What do you do if you can only have 25% capacity if your traditional restaurant model? If you have not focused on curbside or delivery what will you do? You have got to set yourself up for remote sales, partner with third-party delivery systems, structure curb side pick-up, and change your pricing to new buying patterns. That being said, on the other hand I believe we will see a renaissance of higher quality foods and greater efficiency.

If you are thinking to open a restaurant, it is actually a very exciting time. In a strange way, this may be the perfect opportunity to open a new restaurant or eatery because it is the perfect moment to differentiate. I think there will be less restaurant failures because we now we know what to do. The writing is on the wall so you can set yourself up by looking at the numbers behind this new way of operating.


Life—and business—have ups and downs. Can you share one peak moment and one low moment that stands out to you, looking back at your life and career in the world of pizza?
I think the one that springs to mind is when, in 2006, I had a brand called Fregene. It was going well and I opened 2 new locations. Then the recession hit. I was a single dad with 4 young kids and no money. I remember coming home one night, sent the babysitter home and I broke down. That was a definite low. At that point I could have quit. But I didn’t and I made some hard choices and big decisions to be in a position to have consistent revenue to support my family. 

I think the high points happens to me every single day. When I talk to people I work with. When the California Milk Advisory board calls me because they appreciate the work I do and want my opinion. Or the work I did with Larry and Marc Forgione. That appreciation for good work and the relationships and friendships really make it all worth it.

You know, Tony Germiniani, who brought me on to the World Pizza Champion, the other day I called him up and told him ‘hey I am free tonight you need any help, hell I can wash the dishes if you need it.’ However I can help, you know?

Or Pete Lachapelle telling me ‘you know you are the first guy I see who talks to a group about how much you have screwed up just to help people.’ Those are highlights. Moments I am really proud of.

Swallow our pride, roll up our sleeves and help each other. That can resonate through the entire world. It doesn’t have to be just the pizza industry or restaurants. That’s powerful.

What's next for you? I saw on your website some new about your new project Tossed, Sauced & Baked....
Well, I have been working with cannabis for a long time but I have not talked about it much. And a couple years ago, the kids are growing up and moving around and I wanted to be home a little more. This new venture seemed like a good pivot to me. So, I have taken my culinary rewards and expertise, my technical basis with food and cannabis—although I am not a big user—and started to enter to this emerging market.
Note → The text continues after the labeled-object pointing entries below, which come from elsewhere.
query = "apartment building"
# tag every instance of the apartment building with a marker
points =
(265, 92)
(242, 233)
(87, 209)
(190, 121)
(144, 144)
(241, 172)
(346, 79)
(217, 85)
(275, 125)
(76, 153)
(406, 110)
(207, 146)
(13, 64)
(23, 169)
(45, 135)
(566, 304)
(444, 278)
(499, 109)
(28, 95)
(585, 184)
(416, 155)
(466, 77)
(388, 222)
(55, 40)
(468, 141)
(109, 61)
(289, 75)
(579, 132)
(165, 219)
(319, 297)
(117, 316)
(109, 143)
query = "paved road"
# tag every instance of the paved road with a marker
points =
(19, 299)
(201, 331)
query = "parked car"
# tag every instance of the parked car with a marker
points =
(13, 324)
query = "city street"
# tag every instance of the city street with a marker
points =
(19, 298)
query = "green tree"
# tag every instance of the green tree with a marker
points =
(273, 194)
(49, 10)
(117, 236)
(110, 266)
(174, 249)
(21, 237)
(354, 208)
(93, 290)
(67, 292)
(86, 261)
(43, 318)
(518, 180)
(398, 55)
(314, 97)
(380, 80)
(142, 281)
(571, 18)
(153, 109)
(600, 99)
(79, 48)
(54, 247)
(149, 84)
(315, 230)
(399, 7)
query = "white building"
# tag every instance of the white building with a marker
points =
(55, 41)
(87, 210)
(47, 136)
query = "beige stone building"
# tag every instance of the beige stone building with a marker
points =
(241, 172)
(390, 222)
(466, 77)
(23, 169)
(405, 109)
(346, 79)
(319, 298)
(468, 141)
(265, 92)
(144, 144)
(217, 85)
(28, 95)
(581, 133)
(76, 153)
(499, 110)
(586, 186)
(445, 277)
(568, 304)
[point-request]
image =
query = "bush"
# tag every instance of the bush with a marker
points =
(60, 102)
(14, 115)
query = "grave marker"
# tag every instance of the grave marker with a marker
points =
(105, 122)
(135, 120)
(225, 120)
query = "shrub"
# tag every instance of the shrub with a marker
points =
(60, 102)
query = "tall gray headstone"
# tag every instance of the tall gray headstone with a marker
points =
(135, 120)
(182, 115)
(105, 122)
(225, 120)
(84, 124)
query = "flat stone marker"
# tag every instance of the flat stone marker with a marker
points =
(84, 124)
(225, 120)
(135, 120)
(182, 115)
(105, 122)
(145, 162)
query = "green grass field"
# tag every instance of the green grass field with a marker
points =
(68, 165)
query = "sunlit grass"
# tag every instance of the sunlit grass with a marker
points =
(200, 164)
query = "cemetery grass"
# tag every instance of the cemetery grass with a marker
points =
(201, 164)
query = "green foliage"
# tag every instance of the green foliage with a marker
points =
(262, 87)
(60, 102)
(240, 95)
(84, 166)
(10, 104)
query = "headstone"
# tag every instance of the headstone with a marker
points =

 I started Tossed, Sauced & Baked with Mark Stolfe, my partner in this, who sadly passed away at the start of this year. So it has been a tough year for a lot of reasons but I am grateful we have been able to launch the first two products in California a couple weeks ago. I am very excited about this. We have the Sweet n’ Spicy BBQ and Caramel Sauces out. In December we will launch the cannabis-infused Marinara. Also, I am starting with 3 different cannabis seminars at the Pizza Expo in March to share some of my knowledge and insights.